Ville Lyytikäinen

Personal information
- Date of birth: 4 February 1967 (age 58)
- Place of birth: Helsinki, Finland
- Date of death: 19 December 2016

Managerial career
- Years: Team
- 1991–1997: HJK (youth)
- 1998: HPS
- 1999: FinnPa
- 2000–2002: Jokerit
- 2003–2004: Hämeenlinna
- 2005: Honka
- 2006: Futura
- 2007: Atlantis

= Ville Lyytikäinen =

Finnish football manager (born 1967)

Ville Lyytikäinen (4 February 1967 – 19 December 2016) was a Finnish football agent and football coach, born in Helsinki. His last work was head coach of Atlantis FC in Finland's second highest tier, Ykkönen.

In the past Lyytikäinen coached FC Jokerit, FC Hämeenlinna in top-tier Veikkausliiga and FC Honka in second-tier Ykkönen. In 2005, he was sacked from Honka after only a couple of matches and moved to the coach of FC Futura in Kolmonen, the 4th highest tier and stayed in that job to the end of the season 2006. In Atlantis Lyytikäinen started at the beginning of season 2007.

Later after his coaching career, Lyytikäinen worked as an agent, representing several Finnish players in many international transfers.

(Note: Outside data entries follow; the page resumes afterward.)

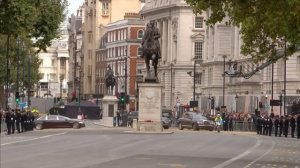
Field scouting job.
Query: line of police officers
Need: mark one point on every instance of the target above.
(21, 122)
(281, 125)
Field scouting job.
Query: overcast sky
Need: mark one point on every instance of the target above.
(73, 6)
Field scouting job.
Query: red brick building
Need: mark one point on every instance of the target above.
(120, 48)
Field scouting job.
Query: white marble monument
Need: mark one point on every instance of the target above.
(150, 109)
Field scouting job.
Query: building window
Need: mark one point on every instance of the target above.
(198, 78)
(198, 50)
(140, 51)
(105, 8)
(140, 34)
(139, 69)
(198, 22)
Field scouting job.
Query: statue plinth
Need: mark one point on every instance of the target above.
(110, 107)
(150, 108)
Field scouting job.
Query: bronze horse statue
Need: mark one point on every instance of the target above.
(151, 47)
(110, 80)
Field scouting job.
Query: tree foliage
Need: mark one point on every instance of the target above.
(36, 23)
(263, 23)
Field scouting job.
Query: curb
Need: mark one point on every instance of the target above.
(148, 132)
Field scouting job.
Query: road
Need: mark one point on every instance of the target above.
(100, 147)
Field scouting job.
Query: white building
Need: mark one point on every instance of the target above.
(54, 67)
(184, 37)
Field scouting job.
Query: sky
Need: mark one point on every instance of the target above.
(73, 6)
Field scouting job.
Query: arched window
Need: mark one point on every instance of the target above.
(140, 34)
(140, 51)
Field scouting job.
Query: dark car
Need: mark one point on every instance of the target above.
(57, 121)
(131, 116)
(195, 121)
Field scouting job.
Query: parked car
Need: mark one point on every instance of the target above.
(57, 121)
(195, 121)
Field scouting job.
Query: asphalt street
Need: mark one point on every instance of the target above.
(101, 147)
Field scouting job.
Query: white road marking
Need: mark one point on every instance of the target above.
(228, 162)
(9, 143)
(257, 159)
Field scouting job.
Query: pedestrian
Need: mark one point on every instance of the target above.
(23, 122)
(230, 123)
(280, 126)
(276, 125)
(258, 125)
(18, 120)
(292, 125)
(298, 126)
(286, 125)
(270, 125)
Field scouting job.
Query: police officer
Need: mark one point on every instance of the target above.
(286, 126)
(280, 126)
(270, 125)
(276, 125)
(292, 125)
(298, 126)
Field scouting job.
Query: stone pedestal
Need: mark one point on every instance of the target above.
(110, 107)
(150, 107)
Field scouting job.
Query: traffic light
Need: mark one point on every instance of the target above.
(17, 97)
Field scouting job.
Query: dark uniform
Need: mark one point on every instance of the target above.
(280, 126)
(286, 126)
(298, 126)
(293, 126)
(276, 125)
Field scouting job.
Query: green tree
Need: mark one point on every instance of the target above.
(263, 23)
(36, 23)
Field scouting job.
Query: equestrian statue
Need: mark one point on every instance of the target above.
(110, 80)
(151, 47)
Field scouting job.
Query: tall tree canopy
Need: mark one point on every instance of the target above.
(36, 23)
(263, 23)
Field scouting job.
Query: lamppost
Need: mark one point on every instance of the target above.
(61, 79)
(236, 101)
(29, 82)
(7, 70)
(280, 99)
(224, 59)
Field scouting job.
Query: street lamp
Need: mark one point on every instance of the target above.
(236, 101)
(61, 79)
(224, 59)
(29, 82)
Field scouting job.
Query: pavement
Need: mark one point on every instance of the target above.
(111, 147)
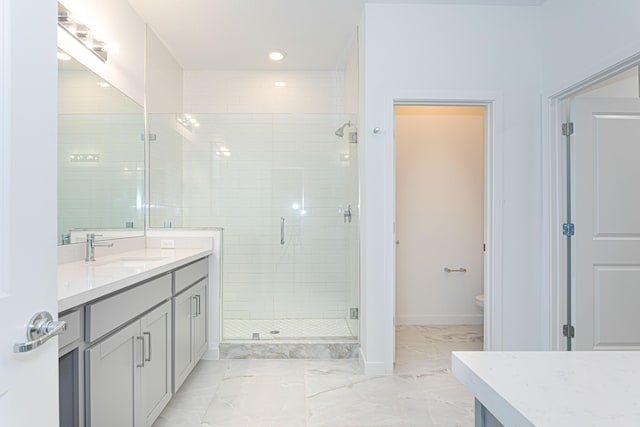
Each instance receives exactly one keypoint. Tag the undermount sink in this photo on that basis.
(130, 261)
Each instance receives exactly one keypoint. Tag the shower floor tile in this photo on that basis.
(277, 329)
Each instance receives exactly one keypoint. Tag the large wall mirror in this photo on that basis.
(100, 157)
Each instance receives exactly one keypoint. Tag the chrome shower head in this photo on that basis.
(340, 131)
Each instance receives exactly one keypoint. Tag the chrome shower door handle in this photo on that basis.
(41, 328)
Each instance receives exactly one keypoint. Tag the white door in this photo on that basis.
(439, 214)
(28, 381)
(606, 245)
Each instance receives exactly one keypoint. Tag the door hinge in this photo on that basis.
(568, 229)
(568, 331)
(567, 129)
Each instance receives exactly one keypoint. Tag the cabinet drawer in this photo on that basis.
(190, 274)
(112, 312)
(73, 332)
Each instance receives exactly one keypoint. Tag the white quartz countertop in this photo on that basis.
(80, 282)
(580, 388)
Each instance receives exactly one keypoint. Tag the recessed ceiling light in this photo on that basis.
(277, 55)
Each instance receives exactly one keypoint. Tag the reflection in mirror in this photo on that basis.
(100, 157)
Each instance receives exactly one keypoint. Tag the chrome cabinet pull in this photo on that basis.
(455, 270)
(41, 328)
(148, 358)
(198, 312)
(141, 339)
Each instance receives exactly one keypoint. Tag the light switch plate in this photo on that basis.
(167, 244)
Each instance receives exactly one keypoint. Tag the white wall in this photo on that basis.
(438, 52)
(582, 38)
(164, 98)
(163, 79)
(212, 91)
(123, 30)
(439, 214)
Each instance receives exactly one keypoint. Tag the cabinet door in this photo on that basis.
(156, 373)
(200, 319)
(113, 380)
(183, 357)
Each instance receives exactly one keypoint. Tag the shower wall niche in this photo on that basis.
(285, 189)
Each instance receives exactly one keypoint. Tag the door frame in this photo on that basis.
(554, 200)
(493, 190)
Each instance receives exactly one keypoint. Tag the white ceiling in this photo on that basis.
(238, 34)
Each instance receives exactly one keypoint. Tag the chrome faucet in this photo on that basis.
(91, 245)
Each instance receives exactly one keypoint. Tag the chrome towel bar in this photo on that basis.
(455, 270)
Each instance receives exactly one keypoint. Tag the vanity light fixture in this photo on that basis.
(82, 33)
(277, 55)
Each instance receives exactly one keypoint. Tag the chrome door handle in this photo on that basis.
(41, 328)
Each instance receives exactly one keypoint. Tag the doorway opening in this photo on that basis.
(440, 187)
(598, 213)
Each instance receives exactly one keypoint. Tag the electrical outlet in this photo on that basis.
(167, 244)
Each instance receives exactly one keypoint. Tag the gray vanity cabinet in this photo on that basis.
(190, 328)
(129, 373)
(156, 372)
(114, 381)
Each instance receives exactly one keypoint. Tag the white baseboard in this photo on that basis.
(441, 319)
(373, 368)
(212, 353)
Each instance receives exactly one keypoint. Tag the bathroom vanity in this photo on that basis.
(136, 326)
(548, 389)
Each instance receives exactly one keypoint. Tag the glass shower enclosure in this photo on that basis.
(285, 189)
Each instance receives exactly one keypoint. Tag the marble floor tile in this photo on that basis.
(334, 392)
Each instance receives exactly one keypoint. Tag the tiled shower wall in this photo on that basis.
(246, 173)
(262, 153)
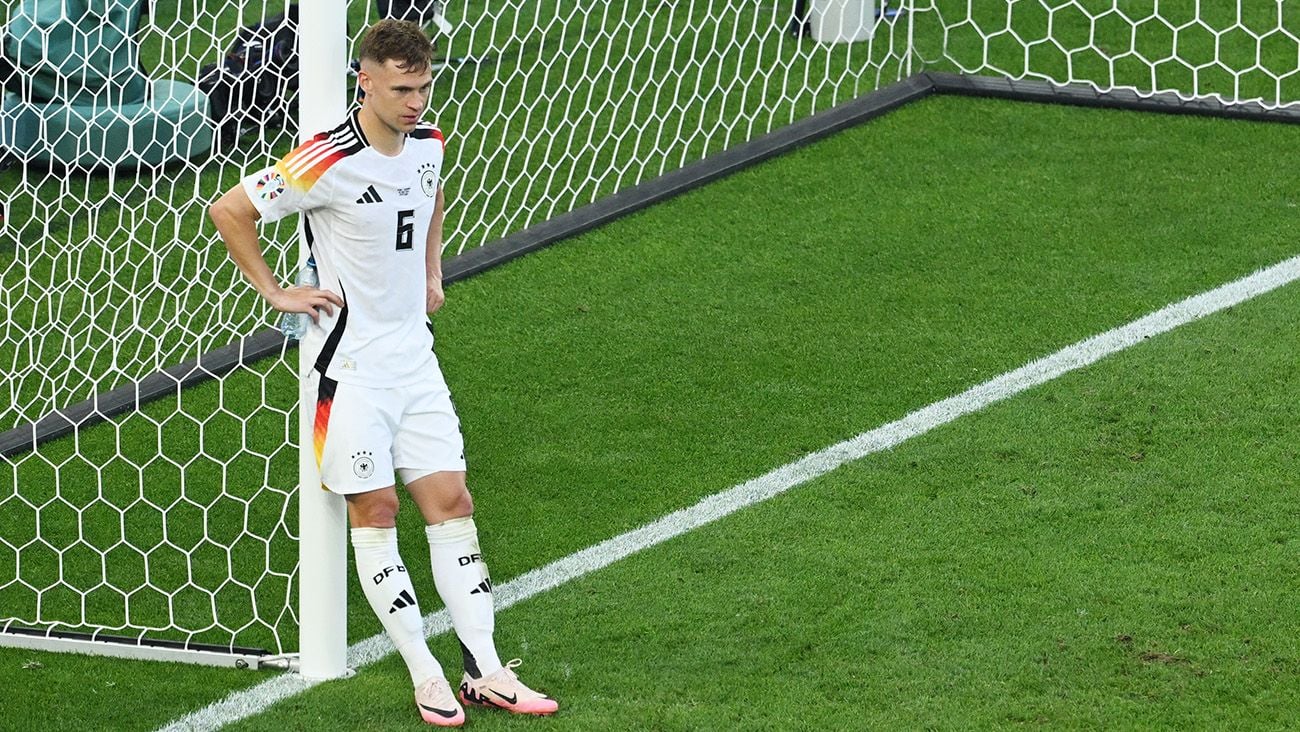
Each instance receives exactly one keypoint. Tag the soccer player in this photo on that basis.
(371, 200)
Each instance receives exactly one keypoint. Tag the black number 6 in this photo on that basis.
(406, 230)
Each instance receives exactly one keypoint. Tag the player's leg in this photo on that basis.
(462, 577)
(354, 449)
(429, 454)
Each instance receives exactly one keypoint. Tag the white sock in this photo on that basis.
(388, 588)
(462, 579)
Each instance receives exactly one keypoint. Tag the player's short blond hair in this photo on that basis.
(399, 40)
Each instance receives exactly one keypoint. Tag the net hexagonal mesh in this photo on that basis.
(178, 519)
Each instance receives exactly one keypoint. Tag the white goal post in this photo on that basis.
(190, 527)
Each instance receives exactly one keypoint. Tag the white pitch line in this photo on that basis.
(241, 705)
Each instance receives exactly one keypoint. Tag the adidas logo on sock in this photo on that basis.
(371, 195)
(403, 600)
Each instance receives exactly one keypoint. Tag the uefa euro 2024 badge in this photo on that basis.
(269, 186)
(429, 180)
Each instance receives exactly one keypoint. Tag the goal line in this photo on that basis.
(255, 700)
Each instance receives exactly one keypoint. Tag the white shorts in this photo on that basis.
(365, 436)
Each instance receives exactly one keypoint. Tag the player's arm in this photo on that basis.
(433, 258)
(235, 219)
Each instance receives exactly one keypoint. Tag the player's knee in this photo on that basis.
(460, 505)
(376, 510)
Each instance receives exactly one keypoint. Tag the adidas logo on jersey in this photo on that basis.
(371, 195)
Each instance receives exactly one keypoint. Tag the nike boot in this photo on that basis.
(505, 691)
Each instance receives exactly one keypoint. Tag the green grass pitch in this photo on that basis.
(1113, 549)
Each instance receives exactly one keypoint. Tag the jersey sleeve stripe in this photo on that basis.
(308, 161)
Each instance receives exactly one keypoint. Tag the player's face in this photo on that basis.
(398, 96)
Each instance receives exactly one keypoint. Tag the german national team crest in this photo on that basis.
(429, 180)
(269, 186)
(363, 464)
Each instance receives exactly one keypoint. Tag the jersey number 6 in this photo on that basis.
(406, 230)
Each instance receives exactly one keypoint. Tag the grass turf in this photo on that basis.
(679, 351)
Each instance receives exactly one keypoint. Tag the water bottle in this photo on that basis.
(294, 324)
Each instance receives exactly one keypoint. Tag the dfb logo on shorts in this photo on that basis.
(363, 464)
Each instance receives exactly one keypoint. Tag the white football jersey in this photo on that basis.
(367, 217)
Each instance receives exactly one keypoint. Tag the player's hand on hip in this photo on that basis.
(306, 299)
(434, 297)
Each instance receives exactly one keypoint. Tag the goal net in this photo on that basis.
(176, 520)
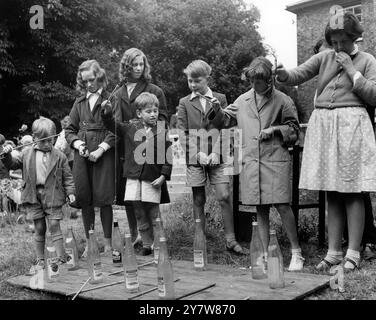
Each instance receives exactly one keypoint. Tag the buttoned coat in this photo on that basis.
(95, 182)
(195, 128)
(59, 182)
(265, 171)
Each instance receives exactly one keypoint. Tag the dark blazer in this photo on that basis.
(59, 183)
(147, 155)
(127, 105)
(192, 117)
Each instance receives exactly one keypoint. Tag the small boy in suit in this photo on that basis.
(48, 182)
(202, 147)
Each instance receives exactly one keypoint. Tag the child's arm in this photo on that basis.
(68, 183)
(109, 140)
(223, 118)
(289, 128)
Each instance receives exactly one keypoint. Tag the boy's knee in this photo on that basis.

Lyytikäinen has also coached the football team of Pohjois-Haagan yhteiskoulu sports high school and was also known as the football commentator in Peliuutiset sports show in television channel YLE TV2. Before the career of football coach Lyytikäinen was a regular star in paint product television commercials. He has also starred in Vääpeli Körmy movies. Lyytikäinen died at the age of 49 in 2016.